Другой снимок в полированной рамочке показывал нечто вроде большой каменной корчмы, а может быть, даже замок мелкого помещика в тени старых деревьев.
— Первый муж работал здесь агрономом, мы жили на втором этаже, А теперь уж не хочется никуда ехать, свет повидала…
Так. Первый муж агроном, последний пекарь. Но колец на пальцах было четыре.
— Присаживайтесь, сейчас согрею колбаски.
— К сожалению… через полчаса мне надо быть в доме культуры. Репетиция драмкружка. И не знаю, право, очаровательная, как отблагодарить вас за сегодняшнее радушие…
Анни хлопнула в ладоши, будто этого только и ждала:
— Помогите мне полить огород! Должно быть, высох, как в Туркмении, я там однажды была. — И она исчезла за зелеными занавесками.

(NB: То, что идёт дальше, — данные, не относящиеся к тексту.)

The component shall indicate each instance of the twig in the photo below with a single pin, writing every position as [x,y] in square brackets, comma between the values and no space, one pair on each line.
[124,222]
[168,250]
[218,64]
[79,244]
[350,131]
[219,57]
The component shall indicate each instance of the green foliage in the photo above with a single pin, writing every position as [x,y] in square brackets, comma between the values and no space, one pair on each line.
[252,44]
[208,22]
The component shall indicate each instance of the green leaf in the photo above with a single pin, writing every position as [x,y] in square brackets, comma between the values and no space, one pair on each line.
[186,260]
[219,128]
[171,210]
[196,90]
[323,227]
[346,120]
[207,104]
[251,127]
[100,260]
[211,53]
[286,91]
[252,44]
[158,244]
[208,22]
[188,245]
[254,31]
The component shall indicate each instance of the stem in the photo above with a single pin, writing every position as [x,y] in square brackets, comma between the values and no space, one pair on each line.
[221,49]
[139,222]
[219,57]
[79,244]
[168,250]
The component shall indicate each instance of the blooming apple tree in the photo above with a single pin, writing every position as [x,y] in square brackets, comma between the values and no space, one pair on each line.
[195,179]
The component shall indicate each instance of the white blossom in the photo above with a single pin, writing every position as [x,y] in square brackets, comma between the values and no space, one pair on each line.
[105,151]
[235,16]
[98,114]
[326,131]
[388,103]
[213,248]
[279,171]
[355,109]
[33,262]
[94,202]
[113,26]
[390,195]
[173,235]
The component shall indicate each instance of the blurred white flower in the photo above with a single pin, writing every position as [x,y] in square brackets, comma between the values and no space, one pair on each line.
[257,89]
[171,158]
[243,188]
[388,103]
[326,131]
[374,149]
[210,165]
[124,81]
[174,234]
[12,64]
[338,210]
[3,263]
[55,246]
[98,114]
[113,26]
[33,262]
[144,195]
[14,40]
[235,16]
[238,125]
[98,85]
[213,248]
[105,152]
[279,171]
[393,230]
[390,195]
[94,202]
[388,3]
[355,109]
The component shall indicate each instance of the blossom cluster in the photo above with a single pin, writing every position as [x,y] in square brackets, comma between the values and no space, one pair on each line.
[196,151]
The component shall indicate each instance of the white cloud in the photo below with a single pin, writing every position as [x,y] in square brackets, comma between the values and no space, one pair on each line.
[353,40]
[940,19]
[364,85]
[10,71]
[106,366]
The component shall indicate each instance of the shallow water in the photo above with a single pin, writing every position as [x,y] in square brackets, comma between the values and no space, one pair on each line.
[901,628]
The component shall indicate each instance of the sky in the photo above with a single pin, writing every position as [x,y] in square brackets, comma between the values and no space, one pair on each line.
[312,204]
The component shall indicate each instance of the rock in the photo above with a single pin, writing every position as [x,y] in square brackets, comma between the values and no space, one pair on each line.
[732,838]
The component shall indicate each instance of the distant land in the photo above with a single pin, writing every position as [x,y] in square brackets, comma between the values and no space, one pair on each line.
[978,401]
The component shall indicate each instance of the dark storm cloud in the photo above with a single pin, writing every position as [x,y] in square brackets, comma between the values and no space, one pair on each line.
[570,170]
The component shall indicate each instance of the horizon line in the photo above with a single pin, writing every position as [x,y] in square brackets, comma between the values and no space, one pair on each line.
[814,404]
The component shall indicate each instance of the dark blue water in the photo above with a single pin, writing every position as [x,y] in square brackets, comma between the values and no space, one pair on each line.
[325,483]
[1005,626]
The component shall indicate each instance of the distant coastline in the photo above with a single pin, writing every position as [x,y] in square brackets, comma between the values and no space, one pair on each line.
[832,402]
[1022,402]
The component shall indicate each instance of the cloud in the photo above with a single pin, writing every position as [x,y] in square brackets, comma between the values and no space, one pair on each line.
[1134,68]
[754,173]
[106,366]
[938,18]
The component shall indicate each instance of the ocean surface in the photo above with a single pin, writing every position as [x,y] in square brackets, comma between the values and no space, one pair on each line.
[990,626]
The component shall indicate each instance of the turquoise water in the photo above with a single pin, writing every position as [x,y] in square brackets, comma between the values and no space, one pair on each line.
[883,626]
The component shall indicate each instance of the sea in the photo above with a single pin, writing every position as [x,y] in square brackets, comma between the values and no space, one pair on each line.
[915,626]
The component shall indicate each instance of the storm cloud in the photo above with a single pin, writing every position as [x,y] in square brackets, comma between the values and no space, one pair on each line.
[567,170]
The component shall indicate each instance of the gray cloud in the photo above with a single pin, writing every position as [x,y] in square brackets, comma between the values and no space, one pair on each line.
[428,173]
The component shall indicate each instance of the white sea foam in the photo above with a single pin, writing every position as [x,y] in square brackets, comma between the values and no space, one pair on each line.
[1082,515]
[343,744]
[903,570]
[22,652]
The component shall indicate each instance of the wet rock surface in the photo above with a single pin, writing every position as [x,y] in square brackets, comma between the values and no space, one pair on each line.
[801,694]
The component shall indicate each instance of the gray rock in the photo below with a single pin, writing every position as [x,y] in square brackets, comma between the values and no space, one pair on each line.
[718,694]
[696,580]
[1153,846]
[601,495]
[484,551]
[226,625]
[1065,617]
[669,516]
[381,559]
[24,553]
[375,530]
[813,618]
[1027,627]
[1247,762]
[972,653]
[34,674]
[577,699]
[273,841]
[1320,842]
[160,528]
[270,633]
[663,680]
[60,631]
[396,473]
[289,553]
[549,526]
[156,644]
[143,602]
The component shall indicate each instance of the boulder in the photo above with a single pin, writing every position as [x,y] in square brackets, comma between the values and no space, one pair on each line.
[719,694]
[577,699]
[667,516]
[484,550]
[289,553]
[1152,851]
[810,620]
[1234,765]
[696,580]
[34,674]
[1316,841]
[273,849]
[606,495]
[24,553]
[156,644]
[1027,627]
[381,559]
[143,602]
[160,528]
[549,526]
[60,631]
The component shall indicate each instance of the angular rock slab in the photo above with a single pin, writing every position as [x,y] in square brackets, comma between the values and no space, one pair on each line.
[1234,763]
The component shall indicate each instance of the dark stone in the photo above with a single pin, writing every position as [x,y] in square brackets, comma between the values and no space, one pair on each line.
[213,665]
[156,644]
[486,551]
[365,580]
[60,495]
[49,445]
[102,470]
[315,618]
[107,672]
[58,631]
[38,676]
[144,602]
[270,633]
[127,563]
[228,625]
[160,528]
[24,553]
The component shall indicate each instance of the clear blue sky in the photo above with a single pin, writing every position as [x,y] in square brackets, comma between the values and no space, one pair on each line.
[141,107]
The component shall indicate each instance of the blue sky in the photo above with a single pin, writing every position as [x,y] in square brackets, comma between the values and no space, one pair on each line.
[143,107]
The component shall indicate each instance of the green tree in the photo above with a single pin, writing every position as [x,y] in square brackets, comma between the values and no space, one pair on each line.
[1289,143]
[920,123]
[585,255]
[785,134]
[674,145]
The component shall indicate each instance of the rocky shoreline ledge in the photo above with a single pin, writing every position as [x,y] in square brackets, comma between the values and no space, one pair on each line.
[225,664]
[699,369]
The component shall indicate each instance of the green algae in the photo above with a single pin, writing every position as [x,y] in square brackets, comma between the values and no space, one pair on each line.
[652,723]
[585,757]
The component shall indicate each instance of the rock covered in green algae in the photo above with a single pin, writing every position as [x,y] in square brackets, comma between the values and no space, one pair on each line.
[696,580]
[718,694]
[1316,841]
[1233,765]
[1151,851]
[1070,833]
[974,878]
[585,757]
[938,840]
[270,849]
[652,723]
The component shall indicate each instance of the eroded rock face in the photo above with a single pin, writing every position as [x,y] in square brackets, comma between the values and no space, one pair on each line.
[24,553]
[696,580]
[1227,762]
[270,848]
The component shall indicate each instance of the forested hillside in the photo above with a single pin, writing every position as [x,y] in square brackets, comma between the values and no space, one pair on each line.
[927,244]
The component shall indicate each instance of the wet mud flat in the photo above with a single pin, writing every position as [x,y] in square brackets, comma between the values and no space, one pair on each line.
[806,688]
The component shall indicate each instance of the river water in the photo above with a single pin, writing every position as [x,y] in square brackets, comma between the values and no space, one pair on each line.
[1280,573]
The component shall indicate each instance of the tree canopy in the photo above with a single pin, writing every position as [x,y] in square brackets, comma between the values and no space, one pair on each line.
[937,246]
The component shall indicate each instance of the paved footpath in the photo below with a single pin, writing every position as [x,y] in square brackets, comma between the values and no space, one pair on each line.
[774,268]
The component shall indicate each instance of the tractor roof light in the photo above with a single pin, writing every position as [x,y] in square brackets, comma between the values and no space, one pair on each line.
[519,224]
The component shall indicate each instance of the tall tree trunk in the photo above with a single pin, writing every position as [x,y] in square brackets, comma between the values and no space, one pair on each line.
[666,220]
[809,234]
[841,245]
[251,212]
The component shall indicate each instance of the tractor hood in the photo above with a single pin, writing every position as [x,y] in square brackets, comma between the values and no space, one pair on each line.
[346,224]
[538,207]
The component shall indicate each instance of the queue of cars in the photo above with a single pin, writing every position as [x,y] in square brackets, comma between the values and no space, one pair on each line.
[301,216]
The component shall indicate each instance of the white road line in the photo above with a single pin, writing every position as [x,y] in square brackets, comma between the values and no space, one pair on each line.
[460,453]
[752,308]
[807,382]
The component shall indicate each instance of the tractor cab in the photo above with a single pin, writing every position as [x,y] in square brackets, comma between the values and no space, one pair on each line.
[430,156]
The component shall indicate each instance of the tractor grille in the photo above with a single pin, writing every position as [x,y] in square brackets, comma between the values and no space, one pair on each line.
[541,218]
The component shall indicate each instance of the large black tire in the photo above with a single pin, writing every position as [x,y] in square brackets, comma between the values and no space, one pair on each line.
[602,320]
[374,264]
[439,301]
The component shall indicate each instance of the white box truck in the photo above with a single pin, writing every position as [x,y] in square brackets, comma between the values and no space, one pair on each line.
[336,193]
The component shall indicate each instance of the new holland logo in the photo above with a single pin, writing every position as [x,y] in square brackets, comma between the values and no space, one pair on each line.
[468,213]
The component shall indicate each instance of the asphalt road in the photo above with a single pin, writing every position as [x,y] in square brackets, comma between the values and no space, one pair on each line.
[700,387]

Не успел Бертул выкурить и полсигареты, как Анни появилась в халате макового цвета, разукрашенном белыми японскими журавлями. Халат чуть приоткрылся, мелькнули ноги выше колен и без чулок. Как сказать ей, что не может он таскать ведра с водой… Влип. Через кухню они вышли во дворик. За обычным двухэтажным сарайчиком находился сад, черт его знает какой величины — ряды яблонь, красной смородины и вишен исчезали в сторону реки, как в лесу. Это несправедливо. Куда смотрит исполком, если у одного сад величиной с прерию, а, к примеру, Бертулу отпущено столько земли; сколько прилипает к подошвам туфель. Копаясь в земле, люди изнуряют себя…
— Этот уголок мой, — Анни сделала полукруг носиком лейки.
В уголке, кроме яблонь, к сожалению, еще имелись грядки длинного и хилого гороха, стручковой фасоли, моркови и, к несчастью, еще не съеденных гусеницами капустных кочанов.
— Насос у сарайчика. Подносите воду" а и буду поливать.
— Уже бегу… — в болезненной улыбке подергал усиками Бертул.
Бертул вернулся к насосу. Борозды в этих брюкво-бурако-турнепсовых грядках высохли, как пепел. Замша туфель вмиг запылилась, стала серой, как мышиная шкура. Единственные туфли… В какое болото забрел, такие ягоды надо есть. Бертул кряхтя снял туфли и взялся за рычаг насоса.